Então… vamos à minha experiência. Meio strip-tease psicológico, adianto. Mas vamos lá. Tô me acostumando a me despir assim. 👀
Primeiro, contexto
- Eu me relaciono com a Laura faz 9 anos. Mesmo tempo que estudo e pratico CNV.
- Eu sou uma pessoa técnica e extremamente racional. Além de ser demasiado nerd. Estudo monte de coisa e tenho facilidade pra organizar ideias (ao menos na minha cabeça caótica).

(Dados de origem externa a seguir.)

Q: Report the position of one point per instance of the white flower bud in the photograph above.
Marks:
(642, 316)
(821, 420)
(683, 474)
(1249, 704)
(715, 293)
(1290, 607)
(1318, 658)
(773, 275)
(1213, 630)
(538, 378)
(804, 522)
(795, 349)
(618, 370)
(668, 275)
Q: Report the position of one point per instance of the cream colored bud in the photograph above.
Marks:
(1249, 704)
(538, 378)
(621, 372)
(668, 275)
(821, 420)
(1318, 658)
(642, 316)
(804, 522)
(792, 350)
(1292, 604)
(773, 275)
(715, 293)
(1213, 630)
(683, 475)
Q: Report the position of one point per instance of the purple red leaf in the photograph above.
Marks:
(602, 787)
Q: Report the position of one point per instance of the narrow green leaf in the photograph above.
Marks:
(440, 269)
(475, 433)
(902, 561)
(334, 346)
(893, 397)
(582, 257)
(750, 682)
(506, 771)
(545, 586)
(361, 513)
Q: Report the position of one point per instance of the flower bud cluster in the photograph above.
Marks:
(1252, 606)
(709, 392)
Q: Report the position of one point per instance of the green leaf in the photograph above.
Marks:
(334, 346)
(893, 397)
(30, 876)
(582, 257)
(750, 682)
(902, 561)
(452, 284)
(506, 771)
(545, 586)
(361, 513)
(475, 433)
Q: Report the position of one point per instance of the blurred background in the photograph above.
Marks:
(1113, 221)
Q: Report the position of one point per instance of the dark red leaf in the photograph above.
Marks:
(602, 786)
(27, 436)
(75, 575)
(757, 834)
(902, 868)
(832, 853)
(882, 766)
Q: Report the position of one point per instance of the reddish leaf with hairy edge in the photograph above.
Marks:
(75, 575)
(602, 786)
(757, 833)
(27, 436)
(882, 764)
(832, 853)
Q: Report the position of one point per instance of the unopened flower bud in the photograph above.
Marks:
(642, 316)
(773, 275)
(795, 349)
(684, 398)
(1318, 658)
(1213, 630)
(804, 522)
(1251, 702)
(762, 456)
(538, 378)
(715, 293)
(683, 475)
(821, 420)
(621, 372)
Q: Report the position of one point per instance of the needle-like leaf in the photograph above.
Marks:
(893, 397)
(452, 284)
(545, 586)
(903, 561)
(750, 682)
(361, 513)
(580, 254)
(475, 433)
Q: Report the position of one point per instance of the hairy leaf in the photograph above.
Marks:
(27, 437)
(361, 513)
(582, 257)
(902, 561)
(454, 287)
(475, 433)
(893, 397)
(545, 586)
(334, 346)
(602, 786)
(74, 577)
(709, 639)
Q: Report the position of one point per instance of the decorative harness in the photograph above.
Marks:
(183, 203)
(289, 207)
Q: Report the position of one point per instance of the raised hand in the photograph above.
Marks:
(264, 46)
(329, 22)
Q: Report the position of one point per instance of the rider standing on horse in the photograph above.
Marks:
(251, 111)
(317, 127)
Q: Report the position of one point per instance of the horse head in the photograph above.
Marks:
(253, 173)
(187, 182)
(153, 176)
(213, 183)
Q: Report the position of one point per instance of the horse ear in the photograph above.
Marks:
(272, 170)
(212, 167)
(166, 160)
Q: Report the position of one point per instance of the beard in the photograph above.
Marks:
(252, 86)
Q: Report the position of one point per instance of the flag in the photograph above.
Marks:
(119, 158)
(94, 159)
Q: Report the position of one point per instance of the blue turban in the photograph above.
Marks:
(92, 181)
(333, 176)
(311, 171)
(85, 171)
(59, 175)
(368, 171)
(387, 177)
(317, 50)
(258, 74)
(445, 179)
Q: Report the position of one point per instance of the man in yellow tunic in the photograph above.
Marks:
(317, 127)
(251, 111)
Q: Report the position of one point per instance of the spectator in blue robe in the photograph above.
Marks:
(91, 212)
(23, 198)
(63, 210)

- Tenho uma tendência a achar que sei demais sobre mim e outra a fingir pra mim mesmo que dou conta de tudo.
Agora, a história
Por uns bons anos, na relação com Laura, eu sempre me vangloriei pra mim mesmo de que eu era super adaptável e poder dizer sim para tudo que ela achava importante fazer ou mudar. Com o tempo, já facilitador de CNV, eu ficava com o ego mais inflado e dizia internamente: – Claro que eu não preciso dizer tal coisa, eu posso lidar com isso e me adaptar. Por ela, inclusive. Já basta ela lidar com a questão de se adaptar ao Brasil (ela é belga).
A real, e só fui me dar conta muito tempo depois, é que eu era um garotinho medroso de tudo que se escondia na marra de sabichão e que queria enfiar a cabeça debaixo da terra ao menor indício de conflito. Eu sou puramente aquele velho ditado: “dou um boi para não entrar em um conflito, e dou uma boiada pra não sair”.

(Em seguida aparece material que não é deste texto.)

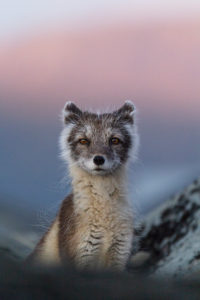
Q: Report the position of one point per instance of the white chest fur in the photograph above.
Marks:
(104, 220)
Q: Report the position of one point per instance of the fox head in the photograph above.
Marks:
(98, 143)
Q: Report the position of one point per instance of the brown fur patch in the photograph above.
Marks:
(66, 228)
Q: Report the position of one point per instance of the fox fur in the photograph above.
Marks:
(95, 224)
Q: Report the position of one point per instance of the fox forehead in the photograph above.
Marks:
(98, 128)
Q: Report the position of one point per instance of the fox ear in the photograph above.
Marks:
(126, 112)
(71, 113)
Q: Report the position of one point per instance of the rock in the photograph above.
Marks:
(171, 235)
(169, 247)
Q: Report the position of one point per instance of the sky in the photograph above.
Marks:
(21, 16)
(98, 54)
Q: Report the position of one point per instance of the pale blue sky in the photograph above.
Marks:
(20, 16)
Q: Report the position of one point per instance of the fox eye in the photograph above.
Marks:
(115, 141)
(83, 141)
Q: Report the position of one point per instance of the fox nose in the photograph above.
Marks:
(98, 160)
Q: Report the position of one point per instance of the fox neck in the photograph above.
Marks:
(88, 188)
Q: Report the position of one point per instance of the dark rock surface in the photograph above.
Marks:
(171, 235)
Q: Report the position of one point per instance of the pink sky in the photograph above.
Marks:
(157, 65)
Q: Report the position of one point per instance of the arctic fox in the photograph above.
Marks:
(94, 226)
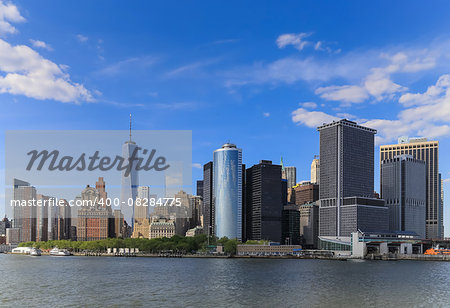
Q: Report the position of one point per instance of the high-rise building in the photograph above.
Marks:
(306, 193)
(4, 224)
(428, 151)
(208, 193)
(42, 216)
(290, 174)
(130, 181)
(290, 225)
(196, 205)
(347, 181)
(403, 188)
(64, 221)
(142, 207)
(24, 216)
(309, 225)
(441, 180)
(119, 225)
(315, 171)
(94, 220)
(141, 226)
(264, 204)
(227, 185)
(200, 188)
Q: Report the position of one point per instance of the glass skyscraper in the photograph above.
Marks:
(227, 185)
(428, 151)
(130, 182)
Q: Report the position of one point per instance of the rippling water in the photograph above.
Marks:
(108, 281)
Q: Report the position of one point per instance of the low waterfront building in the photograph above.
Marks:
(267, 250)
(306, 192)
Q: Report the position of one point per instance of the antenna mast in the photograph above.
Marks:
(130, 127)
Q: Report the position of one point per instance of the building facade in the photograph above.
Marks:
(306, 193)
(24, 216)
(227, 185)
(264, 204)
(403, 187)
(129, 182)
(309, 225)
(347, 180)
(315, 171)
(93, 221)
(428, 151)
(290, 225)
(290, 174)
(208, 193)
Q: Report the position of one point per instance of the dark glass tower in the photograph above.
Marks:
(264, 204)
(208, 206)
(347, 181)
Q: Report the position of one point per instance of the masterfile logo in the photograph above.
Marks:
(65, 164)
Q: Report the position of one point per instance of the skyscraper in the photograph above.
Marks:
(264, 203)
(227, 185)
(347, 181)
(130, 182)
(42, 217)
(24, 216)
(290, 174)
(403, 187)
(208, 205)
(142, 210)
(428, 151)
(95, 221)
(200, 188)
(315, 171)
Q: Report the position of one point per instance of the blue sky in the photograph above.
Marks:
(260, 74)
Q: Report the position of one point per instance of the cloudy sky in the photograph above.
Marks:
(259, 74)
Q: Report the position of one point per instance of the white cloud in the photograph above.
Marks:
(426, 114)
(82, 38)
(313, 119)
(176, 105)
(294, 39)
(190, 67)
(41, 44)
(348, 94)
(309, 105)
(9, 14)
(28, 73)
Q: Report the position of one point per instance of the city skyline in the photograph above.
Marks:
(274, 86)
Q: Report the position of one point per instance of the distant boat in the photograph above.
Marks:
(35, 252)
(59, 252)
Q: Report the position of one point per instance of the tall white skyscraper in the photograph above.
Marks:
(315, 171)
(227, 185)
(130, 181)
(291, 176)
(141, 211)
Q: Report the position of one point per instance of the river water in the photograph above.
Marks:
(182, 282)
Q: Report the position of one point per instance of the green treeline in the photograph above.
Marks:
(176, 243)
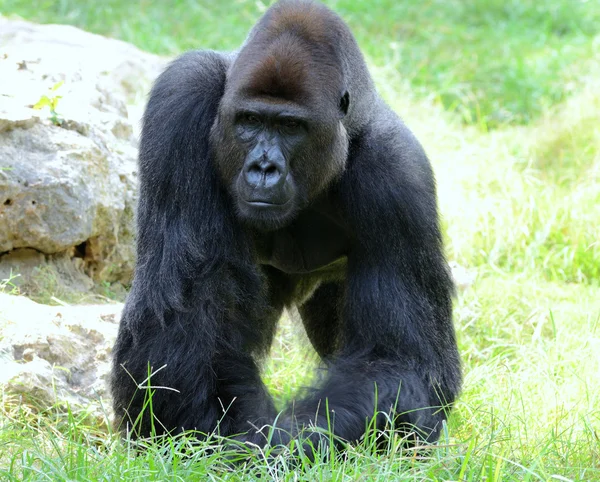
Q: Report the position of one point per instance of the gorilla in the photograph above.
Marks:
(276, 177)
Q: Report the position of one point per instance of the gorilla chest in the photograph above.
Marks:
(312, 243)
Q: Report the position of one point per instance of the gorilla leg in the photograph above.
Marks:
(204, 373)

Aliás, o lado sombrio da minha racionalidade é minha falta de traquejo emocional para lidar com várias coisas, e que sou capturado por um espírito de treta eterna e criança birrenta quando imerso num conflito.
PS: 9 anos de CNV e prática no relacionamento me ajudaram a desenvolver recursos e alternativas pra dar conta dessa sombra minimamente e ser saudavelmente ajustado.

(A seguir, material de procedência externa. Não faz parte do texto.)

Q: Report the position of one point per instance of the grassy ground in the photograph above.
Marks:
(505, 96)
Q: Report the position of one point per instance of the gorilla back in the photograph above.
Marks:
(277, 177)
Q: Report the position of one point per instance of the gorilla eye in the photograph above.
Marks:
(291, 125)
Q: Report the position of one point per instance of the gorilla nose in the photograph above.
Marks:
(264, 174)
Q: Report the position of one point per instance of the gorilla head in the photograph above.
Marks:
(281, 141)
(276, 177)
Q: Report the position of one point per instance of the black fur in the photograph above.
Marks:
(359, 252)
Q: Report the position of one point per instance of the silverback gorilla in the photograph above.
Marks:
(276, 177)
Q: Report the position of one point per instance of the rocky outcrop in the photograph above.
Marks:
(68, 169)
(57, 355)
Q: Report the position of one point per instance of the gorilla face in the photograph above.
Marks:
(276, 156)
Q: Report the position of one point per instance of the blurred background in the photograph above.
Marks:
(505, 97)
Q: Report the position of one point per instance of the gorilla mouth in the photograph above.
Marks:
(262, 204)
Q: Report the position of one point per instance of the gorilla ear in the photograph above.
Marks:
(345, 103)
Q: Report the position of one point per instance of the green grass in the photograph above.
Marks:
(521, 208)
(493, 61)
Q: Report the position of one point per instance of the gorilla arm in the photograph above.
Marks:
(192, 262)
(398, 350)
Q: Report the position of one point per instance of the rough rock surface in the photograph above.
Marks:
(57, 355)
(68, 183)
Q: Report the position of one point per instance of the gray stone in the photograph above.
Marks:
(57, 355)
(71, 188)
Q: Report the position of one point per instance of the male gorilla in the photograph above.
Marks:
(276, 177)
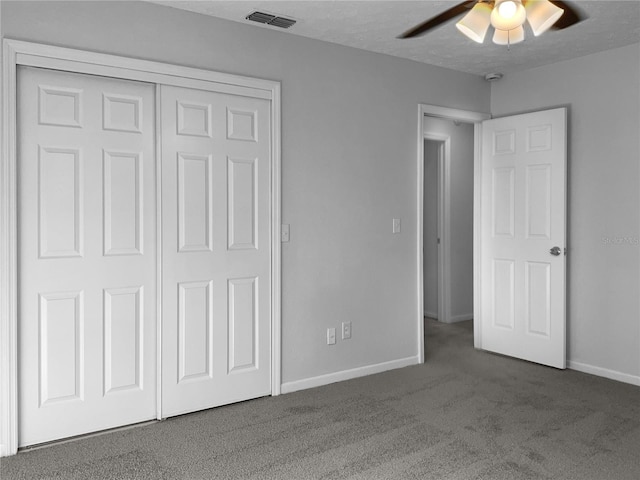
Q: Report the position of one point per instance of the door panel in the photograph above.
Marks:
(216, 249)
(523, 215)
(86, 226)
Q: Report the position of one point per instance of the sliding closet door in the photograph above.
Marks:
(87, 254)
(216, 249)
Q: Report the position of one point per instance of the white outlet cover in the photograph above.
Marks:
(331, 336)
(397, 226)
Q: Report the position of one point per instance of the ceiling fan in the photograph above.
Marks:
(507, 18)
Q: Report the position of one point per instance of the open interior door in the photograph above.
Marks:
(523, 236)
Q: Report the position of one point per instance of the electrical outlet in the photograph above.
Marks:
(346, 330)
(396, 225)
(331, 336)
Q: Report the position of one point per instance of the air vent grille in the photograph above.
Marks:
(269, 19)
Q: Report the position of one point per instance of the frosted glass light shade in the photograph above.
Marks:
(508, 37)
(475, 23)
(516, 19)
(541, 15)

Tá virando um textão de blog. Agora que vi.😂
Quanto mais eu dizia sim pra Laura e me ajustava, justificando que eu dava conta e me colocando como altruísta que fazia isso por ela, mais eu cultivava um desconforto interno. Comigo e com ela. E isso é problemático, pois estou olhando só pro meu umbigo agora.
Segurança psicológica? Zero. Isso, eu comigo mesmo né. Eu falseava a segurança, e ainda era arrogante achando que fazia por ela. Até que em meio a nossas tretas e conversas eu comecei a mudar um pouco. Óbvio que eu não daria conta de sustentar essa máscara que criei para ser adaptável e manter a relação. O custo pra individualidade começa a ser maior, e maior.
Resultado: comecei a dizer não. Virei uma máquina de dizer não. Doa a quem doer. A Laura tinha que entender e se adaptar. Eu me senti seguro pra falar, mas deixei bastante de olhar pro que ela achava importante. Era o típico “se vira, você que tem que lidar com isso, pois eu preciso ser cuidadoso comigo”.
No universo da CNV, é aquela historinha de “você é a única responsável por cuidar das suas necessidades, e ponto final. Sem nuance alguma. E isso é bem problemático, pois também é um ambiente meio hostil.
Com o tempo, comecei a ter um equilíbrio maior. Passei a escutar e ponderar, e fazer escolhas únicas, em situações únicas. Deixei de ser refém do submeter-se ao que ela dizia, ou defender com unhas e dentes o que eu achava. Refém mesmo, pois essas atitudes são como tsunami. Chegam com tamanha força que a consciência não controla. Mas esse papo iria pra a psicologia se eu aprofundasse aqui. Fica pra outro tópico. A questão é que comecei a desenvolver recursos internos que me apoiavam a seguir numa terceira via.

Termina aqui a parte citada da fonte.